L'Association brésilienne d'allergie et d'immunologie (ASBAI) lance la plateforme Anafilaxia Brasil, un service d'information destiné au public pour élargir les connaissances sur l'anaphylaxie, la forme de réaction allergique la plus grave.
Le site propose un contenu éducatif sur la maladie, ses déclencheurs possibles et les signes nécessitant des soins immédiats. L'initiative vise à faciliter l'accès à des informations fiables et à aider les patients, les familles et la population en général à savoir comment identifier une éventuelle urgence allergique.
Adrénaline auto-injectable
Ce médicament est le seul capable de sauver la vie d'une personne souffrant d'anaphylaxie et doit être appliqué dès l'apparition des symptômes. Après application, le patient doit être emmené immédiatement aux urgences.

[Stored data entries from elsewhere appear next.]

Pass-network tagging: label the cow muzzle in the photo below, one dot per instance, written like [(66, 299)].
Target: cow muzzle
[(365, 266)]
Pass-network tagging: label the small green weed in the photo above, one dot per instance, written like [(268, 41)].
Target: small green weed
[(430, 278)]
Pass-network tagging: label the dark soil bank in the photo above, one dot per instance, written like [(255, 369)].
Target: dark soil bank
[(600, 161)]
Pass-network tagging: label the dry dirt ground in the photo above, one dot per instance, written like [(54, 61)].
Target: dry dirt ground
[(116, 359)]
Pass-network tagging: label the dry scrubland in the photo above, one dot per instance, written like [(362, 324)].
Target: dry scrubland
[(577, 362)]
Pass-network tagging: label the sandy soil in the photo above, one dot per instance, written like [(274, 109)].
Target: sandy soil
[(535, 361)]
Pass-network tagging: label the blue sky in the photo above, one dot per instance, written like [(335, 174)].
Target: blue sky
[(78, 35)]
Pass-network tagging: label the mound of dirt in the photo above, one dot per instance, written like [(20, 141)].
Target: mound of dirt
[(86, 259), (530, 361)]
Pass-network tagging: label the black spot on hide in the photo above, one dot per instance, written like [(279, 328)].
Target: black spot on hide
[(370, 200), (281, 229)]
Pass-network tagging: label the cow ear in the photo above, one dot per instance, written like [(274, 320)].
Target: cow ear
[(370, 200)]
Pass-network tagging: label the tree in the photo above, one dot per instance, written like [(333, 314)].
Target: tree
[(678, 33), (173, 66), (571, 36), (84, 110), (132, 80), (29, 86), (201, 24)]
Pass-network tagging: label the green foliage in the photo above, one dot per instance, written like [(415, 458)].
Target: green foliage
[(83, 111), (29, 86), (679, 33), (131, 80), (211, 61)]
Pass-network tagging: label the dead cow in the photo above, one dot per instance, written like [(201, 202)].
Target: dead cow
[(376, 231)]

Malheureusement, le Brésil ne dispose pas encore d'un dispositif d'adrénaline auto-injectable en raison du manque d'enregistrement auprès de l'Anvisa, ce qui rend nécessaire son importation.
« Pour l'ASBAI, élargir l'accès à l'adrénaline auto-injectable est une mesure de sécurité des patients. Il ne suffit pas de savoir que l'adrénaline sauve des vies : le médicament doit être effectivement à la portée de la personne à risque en cas d'anaphylaxie », souligne la présidente de l'ASBAI, Fátima Rodrigues Fernandes.
Données sur l'anaphylaxie
L'ASBAI tient un registre brésilien de l'anaphylaxie pour cartographier les réactions qui surviennent dans le pays. Lors de la dernière mise à jour, 406 patients enregistrés entre juin 2021 et février 2026 ont été analysés. Les principaux déclencheurs étaient la nourriture, les médicaments et les piqûres d’insectes comme les abeilles, les fourmis et les guêpes.
« Un fait important est que 48,3%, soit près de la moitié, des réactions se sont produites à domicile. Bien que l'adrénaline soit le traitement de premier choix pour l'anaphylaxie, elle a été utilisée dans environ 59% des cas, tandis que les antihistaminiques et les corticostéroïdes ont été utilisés beaucoup plus fréquemment », souligne le président de l'ASBAI. Seulement 28 (7 %) des 406 patients ont reçu de l'épinéphrine par auto-injecteur.
17 cas d'anaphylaxie biphasique et deux décès ont également été enregistrés, tous deux liés à des piqûres d'hyménoptères ; Aucun de ces deux patients n’avait d’auto-injecteur d’épinéphrine. Pour l'ASBAI, ces données montrent qu'il est encore nécessaire d'avancer dans la reconnaissance précoce de l'anaphylaxie, dans l'utilisation adéquate de l'adrénaline et dans l'accès de la population brésilienne aux traitements d'urgence.
« Pour cette raison, le lancement du site Anafilaxia Brasil représente un service d'orientation important pour la population. L'information peut aider à reconnaître rapidement une réaction grave, à comprendre ses possibles déclencheurs et à rechercher les soins appropriés au bon moment, en évitant des conséquences tragiques », commente Marisa Ribeiro, coordinatrice du Département Scientifique d'Anaphylaxie de l'ASBAI.